Lorsque la victime n'a droit qu'à l'indemnisation partielle de son préjudice, parce qu'il est constitué d'une perte de chance, il convient, en premier lieu, de déterminer le préjudice global subi par la victime, indépendamment des prestations qu'elle a pu percevoir des organismes sociaux, de fixer le montant de l'indemnité mise à la charge du responsable, cette somme devant revenir à la victime lorsque l'addition de l'indemnité mise à la charge du responsable et des prestations servies à la victime par les tiers payeurs est inférieure au montant du préjudice global subi par la victime. Ce n'est que lorsque l'addition du montant des prestations sociales qui lui ont été versées et du montant de la dette due par le responsable est supérieure à son préjudice que l'organisme social peut exercer un recours.

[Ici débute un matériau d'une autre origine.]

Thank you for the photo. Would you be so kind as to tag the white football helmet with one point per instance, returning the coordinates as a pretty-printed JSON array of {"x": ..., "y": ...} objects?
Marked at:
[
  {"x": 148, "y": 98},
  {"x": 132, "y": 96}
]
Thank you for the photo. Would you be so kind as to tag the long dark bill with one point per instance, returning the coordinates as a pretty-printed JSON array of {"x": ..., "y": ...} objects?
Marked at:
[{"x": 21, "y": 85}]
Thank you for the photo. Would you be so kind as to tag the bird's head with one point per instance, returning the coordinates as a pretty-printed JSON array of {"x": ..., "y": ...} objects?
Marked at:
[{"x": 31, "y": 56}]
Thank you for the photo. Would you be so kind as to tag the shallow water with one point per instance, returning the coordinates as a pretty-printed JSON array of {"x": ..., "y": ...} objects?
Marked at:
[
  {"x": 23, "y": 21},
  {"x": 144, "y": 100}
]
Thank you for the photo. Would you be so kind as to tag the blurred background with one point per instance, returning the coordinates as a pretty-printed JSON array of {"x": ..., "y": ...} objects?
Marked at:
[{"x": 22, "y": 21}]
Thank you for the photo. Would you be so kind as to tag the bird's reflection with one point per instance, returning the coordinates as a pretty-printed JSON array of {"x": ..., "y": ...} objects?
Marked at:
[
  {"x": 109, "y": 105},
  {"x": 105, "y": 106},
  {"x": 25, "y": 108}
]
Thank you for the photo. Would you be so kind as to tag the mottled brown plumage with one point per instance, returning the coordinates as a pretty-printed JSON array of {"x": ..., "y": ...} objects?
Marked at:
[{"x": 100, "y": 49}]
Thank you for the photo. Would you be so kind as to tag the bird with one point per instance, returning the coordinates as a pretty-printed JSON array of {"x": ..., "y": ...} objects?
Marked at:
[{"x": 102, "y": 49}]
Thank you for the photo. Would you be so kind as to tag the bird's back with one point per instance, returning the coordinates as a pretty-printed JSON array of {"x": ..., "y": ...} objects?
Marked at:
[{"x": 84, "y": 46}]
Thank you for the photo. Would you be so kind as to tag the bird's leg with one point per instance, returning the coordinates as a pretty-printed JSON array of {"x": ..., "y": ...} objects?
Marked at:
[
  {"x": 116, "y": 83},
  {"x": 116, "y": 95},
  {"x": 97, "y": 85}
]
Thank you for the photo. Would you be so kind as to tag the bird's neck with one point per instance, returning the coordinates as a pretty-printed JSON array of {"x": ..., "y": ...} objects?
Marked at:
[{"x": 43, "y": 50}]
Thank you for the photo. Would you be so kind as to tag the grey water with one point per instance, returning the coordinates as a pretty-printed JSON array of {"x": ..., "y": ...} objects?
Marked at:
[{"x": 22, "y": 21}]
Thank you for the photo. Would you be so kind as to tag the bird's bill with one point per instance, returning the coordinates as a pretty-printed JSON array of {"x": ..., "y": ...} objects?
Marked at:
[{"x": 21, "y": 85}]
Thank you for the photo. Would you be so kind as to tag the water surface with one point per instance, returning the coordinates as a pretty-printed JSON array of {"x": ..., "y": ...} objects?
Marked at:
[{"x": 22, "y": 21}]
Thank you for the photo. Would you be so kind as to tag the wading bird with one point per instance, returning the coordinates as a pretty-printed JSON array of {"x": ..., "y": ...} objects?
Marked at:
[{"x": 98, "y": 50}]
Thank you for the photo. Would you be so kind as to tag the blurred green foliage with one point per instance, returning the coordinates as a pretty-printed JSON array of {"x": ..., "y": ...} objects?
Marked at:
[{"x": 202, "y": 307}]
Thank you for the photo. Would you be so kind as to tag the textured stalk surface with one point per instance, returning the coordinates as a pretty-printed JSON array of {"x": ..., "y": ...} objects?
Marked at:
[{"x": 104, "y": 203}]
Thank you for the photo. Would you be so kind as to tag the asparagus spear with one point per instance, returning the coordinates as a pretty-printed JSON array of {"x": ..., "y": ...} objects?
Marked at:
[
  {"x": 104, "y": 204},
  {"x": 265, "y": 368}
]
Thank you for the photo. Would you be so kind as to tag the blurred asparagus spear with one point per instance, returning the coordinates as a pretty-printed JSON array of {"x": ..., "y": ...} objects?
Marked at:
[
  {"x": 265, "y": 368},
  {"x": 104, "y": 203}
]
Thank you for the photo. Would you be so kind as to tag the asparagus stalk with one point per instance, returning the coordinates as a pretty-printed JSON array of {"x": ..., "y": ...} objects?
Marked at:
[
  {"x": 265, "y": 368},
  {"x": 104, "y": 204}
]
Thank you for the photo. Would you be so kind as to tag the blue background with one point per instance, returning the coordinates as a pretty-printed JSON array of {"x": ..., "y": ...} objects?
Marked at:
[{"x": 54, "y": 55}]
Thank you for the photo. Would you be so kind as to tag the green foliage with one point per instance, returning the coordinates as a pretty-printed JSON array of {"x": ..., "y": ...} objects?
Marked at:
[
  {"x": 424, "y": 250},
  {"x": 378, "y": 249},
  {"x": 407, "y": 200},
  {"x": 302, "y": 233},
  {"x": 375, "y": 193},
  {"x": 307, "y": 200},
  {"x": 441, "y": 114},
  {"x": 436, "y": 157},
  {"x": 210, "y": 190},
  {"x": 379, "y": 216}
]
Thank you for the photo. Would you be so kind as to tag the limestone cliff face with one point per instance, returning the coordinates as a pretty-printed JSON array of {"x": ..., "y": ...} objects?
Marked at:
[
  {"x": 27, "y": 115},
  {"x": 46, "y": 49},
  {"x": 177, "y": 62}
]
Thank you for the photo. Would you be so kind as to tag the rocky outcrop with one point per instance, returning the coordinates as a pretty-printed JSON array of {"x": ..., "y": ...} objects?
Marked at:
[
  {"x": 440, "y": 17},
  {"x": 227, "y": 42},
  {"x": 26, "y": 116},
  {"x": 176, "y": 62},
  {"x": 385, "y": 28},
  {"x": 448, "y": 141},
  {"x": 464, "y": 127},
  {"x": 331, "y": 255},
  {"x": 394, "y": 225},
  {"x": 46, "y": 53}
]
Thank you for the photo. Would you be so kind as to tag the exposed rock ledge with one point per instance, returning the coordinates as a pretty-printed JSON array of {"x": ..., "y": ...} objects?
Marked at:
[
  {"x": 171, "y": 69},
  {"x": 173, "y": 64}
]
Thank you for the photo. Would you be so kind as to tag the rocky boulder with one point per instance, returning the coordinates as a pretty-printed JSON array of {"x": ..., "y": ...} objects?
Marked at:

En l'espèce, le préjudice global indépendamment des prestations des organismes sociaux s'élève à 9 600 €.
Le montant de l'indemnité mise à la charge du responsable s'élève à 7 680 €.
M. [B] a reçu du tiers payeur au titre de son indemnisation la somme de 5 250,41 €.
En application de son droit de préférence, il lui revient la somme de 4 349,59 € et il revient au tiers payeur la somme de 3 330,41€.
Préjudices patrimoniaux
permanents (après consolidation)
- Dépenses de santé futures 7 636,09 €
Ce poste vise les frais hospitaliers, médicaux, paramédicaux, pharmaceutiques et assimilés, même occasionnels mais médicalement prévisibles, rendus nécessaires par l'état pathologique de la victime après la consolidation et incluent les frais liés soit à l'installation de prothèses soit à la pose d'appareillages spécifiques nécessaires afin de suppléer le handicap physiologique.
En l'espèce, il est constitué des dépenses à engager au titre de l'achat d'une crème jugée indispensable au regard de l'état de l'épiderme de M. [B] et de la nécessité d'assurer une protection solaire continue.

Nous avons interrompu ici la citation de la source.